Dissolution/dis-illusion?

The third of a short (?) series on the EU Referendum

Friday (after the ‘leave’ vote) I felt I was living in a different world.  The same feeling as the the day after my second parent died.  I had been born into a world where my parents, family, immediate environment were givens.  Like familiar stars in the firmament.  And now the stars had shifted.  I did not know how to orient myself in this new world.

Just as I had been born into a world where the NHS and universal education were givens, Britain’s EU membership had been a backdrop to my whole adult life.  I took it for granted, knew little about it, had no personal objections to it, no negative experiences.  I had gone to work abroad just at the time of the previous referendum confirming our membership.  So  its establishment had passed me by.  It simply became a fact of British life whilst I was otherwise engaged.  It felt like a good thing.

Now that it was gone, separation threatened, I felt the loss of some kind of feeling of a benign, or at least well-intentioned, presence.  That somewhere people were grappling with the bigger picture, looking out for our interests in a world of complexity that I could not even begin to imagine.  I did not envy them their task.  The decision to leave felt like the loss of a good thing.  A loss that shook me to my core.  

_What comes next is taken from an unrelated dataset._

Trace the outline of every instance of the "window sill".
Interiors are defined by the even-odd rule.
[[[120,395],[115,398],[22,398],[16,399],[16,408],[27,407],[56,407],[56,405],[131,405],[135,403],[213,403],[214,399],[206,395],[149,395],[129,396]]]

All day I felt alternating fear, anger, despair and helplessness, a sense of defeat.  My first panicked thoughts: there is going to be such a lot of economic/political disruption for the rest of my life.  Bad things will happen.  Fear and uncertainty.  I can’t see how this can lead to anything other than uncertainty/recession/depression - feeling alone, isolated, vulnerable, unprotected, disconnected.

Frightening to be confronted with just how much fear and anger lies beneath the surface of everything and everyone.  I felt like I was on the side of the educated, liberal, privileged and that the stupid, narrow-minded thugs, the heartless brutes had taken over/will run the country, determine its feel.  All this seething discontent was here all along, a current barely beneath the surface of everyday life.  Crying with shock and sadness that this could be so.

NONE OF THIS IS TRUE - it’s just what I feel, what I fear, what I imagine.

NONE of us know what will happen.  Right now this does not feel good.  But it was somehow relieving to recognise the truth of it.

I deepen in PRACTICE, sitting and sensing to stabilise my panic reactions.  I am so glad I have joint Skype inquiries scheduled for Saturday and Sunday, the upsurge of emotion is constant, near overwhelming.  Meanwhile I continued to inquire into my ongoing experience.

This was the day that I knew that no-one knew anything.  
We were all just whistling in the dark.